Autonomous Drone Sensing Technologies for SLAM
There are many components and technologies that go into building a drone that can navigate on its own. An autonomous drone uses an on-going loop of sensing, thinking and acting. A robot is only as good as its sensors, so sensing is an essential component that allows the drone to reach its destination.
SLAM, short for Simultaneous Location and Mapping, is the foundation of a self-navigating system and provides the framework within the robot can path plan. To arrive at its destination, a drone needs to know its location, build a map of its surroundings, and then plan a path or trajectory to where it’s going. In a dynamic environment, the drone needs to continuously update its mapping and SLAM supports that in real-time. If an object enters the drone’s path, it needs to generate a new path.
See an overview video about SLAM here.
ModalAI is using Visual Inertial Odometry (VIO) to support localization capabilities in its SLAM implementation and Voxels for the mapping elements.
Visual Inertial Odometry (VIO)
Visual Inertial Odometry (VIO) fuses an image sensor and an Inertial Measurement Unit (IMU) to estimate the drone’s change in position relative to where it started. In VOXL we use a global shutter image sensor that captures low-distortion pixels needed for computer vision simultaneously, instead of a rolling shutter sensor that is affected by the rapid movement of a drone.
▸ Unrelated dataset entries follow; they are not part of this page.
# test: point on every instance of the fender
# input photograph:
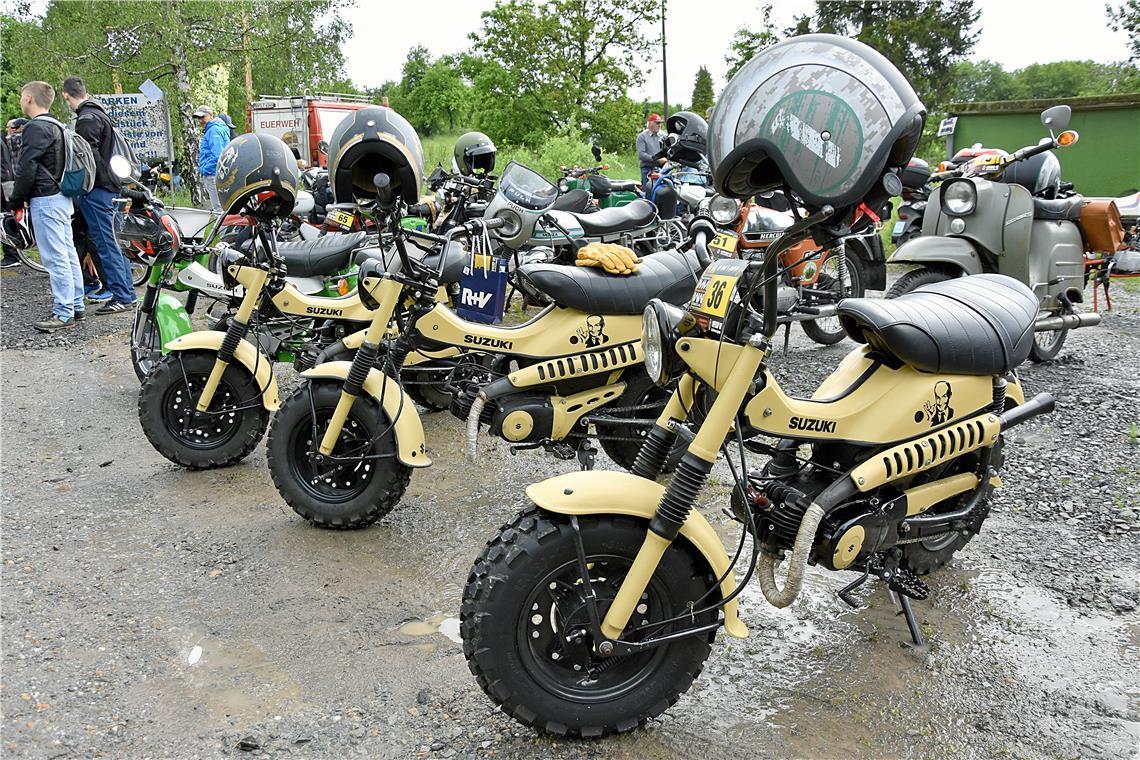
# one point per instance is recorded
(259, 365)
(937, 250)
(173, 323)
(398, 406)
(624, 493)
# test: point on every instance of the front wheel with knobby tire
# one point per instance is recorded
(527, 632)
(353, 487)
(224, 434)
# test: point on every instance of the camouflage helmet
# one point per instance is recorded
(824, 114)
(257, 173)
(369, 141)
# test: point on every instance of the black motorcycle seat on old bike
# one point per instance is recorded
(325, 255)
(976, 325)
(669, 275)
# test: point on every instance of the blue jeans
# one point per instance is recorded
(51, 223)
(99, 214)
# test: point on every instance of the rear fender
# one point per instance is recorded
(935, 250)
(409, 432)
(621, 493)
(259, 365)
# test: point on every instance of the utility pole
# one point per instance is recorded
(665, 72)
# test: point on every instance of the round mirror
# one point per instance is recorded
(120, 166)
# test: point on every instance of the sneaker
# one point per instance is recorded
(114, 308)
(53, 323)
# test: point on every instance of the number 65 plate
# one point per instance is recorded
(717, 288)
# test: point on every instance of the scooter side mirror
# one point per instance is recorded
(1057, 117)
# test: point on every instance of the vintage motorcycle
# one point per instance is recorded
(1001, 213)
(594, 610)
(342, 447)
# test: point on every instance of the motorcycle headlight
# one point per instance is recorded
(724, 210)
(661, 325)
(959, 197)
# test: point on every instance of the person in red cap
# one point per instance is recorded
(649, 144)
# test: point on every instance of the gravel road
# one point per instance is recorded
(153, 612)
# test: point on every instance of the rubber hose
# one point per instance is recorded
(477, 411)
(805, 537)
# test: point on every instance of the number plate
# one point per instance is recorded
(724, 242)
(341, 219)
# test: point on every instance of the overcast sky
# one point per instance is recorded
(1015, 33)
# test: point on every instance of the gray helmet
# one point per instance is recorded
(824, 114)
(474, 154)
(257, 172)
(369, 141)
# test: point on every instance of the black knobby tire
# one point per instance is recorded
(917, 278)
(638, 391)
(352, 492)
(504, 607)
(828, 331)
(146, 343)
(226, 434)
(925, 557)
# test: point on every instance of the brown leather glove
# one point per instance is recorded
(613, 259)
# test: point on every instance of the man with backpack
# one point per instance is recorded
(39, 173)
(94, 125)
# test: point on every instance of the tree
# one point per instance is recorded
(702, 91)
(747, 42)
(1125, 17)
(560, 59)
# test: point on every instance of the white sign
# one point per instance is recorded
(145, 123)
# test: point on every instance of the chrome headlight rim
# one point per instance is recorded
(959, 197)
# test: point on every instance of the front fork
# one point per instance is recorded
(681, 495)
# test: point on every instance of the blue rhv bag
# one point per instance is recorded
(482, 288)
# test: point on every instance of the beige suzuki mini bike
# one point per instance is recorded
(594, 609)
(342, 448)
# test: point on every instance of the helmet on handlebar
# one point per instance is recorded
(1040, 174)
(474, 154)
(371, 141)
(824, 114)
(257, 173)
(691, 142)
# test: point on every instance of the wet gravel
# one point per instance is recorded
(153, 612)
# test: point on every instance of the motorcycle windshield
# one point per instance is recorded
(527, 188)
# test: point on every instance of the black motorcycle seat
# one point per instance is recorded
(453, 267)
(618, 219)
(325, 255)
(669, 275)
(1059, 210)
(976, 325)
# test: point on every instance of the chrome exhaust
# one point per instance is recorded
(1066, 321)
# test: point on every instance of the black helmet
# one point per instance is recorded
(369, 141)
(691, 142)
(1040, 174)
(474, 154)
(824, 114)
(257, 172)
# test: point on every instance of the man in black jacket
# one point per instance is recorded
(94, 125)
(39, 169)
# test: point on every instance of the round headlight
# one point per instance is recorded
(959, 198)
(724, 210)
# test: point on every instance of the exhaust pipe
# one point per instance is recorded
(1066, 321)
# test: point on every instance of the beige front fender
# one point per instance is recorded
(247, 354)
(623, 493)
(398, 406)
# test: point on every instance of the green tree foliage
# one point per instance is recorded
(702, 91)
(551, 66)
(1125, 17)
(748, 41)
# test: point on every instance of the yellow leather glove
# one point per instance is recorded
(613, 259)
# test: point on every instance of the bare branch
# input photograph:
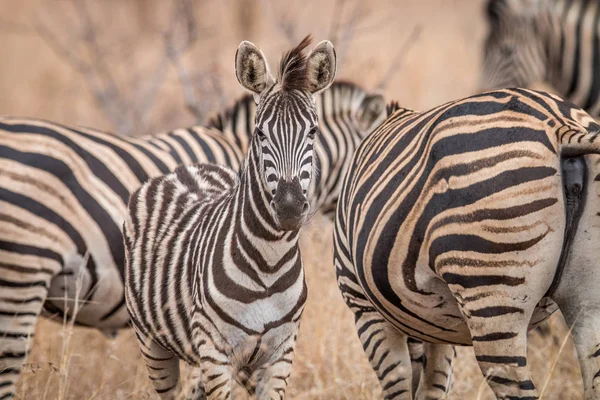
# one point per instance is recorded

Voxels, or volumetric pixels, are computed by using the drone’s current location and projecting points from a depth map into 3D space. Voxel mapping is used for the Unmanned Aerial Systems (UAS) to understand the structure of its environment. For indoor applications, such as warehouse or security inspection, an active depth sensor like Time of Flight provides great results. For outdoor applications, passive stereo cameras work best, especially to compute depth maps at a longer range.
How it Works
As the drone takes flight, the UAS maintains its position using VIO and voxel mapping begins.
Once the 3D structure is known, tree-based path planning (RRT*) can be used to generate a trajectory.
As the drone proceeds on its flight path, it continuously updates the mapping to stay on its mission and avoid obstacles. When new voxels obstruct the UAS’ planned path, it computes a new path to navigate around the obstacle.
While performing its mission, the drone is streaming the video the operator needs for the application. Some examples are mission-critical defense and security applications or safety inspections of a bridge or road.
The drone typically records video at a much higher resolution than it streams while in flight. You can use the captured video for further offline analysis.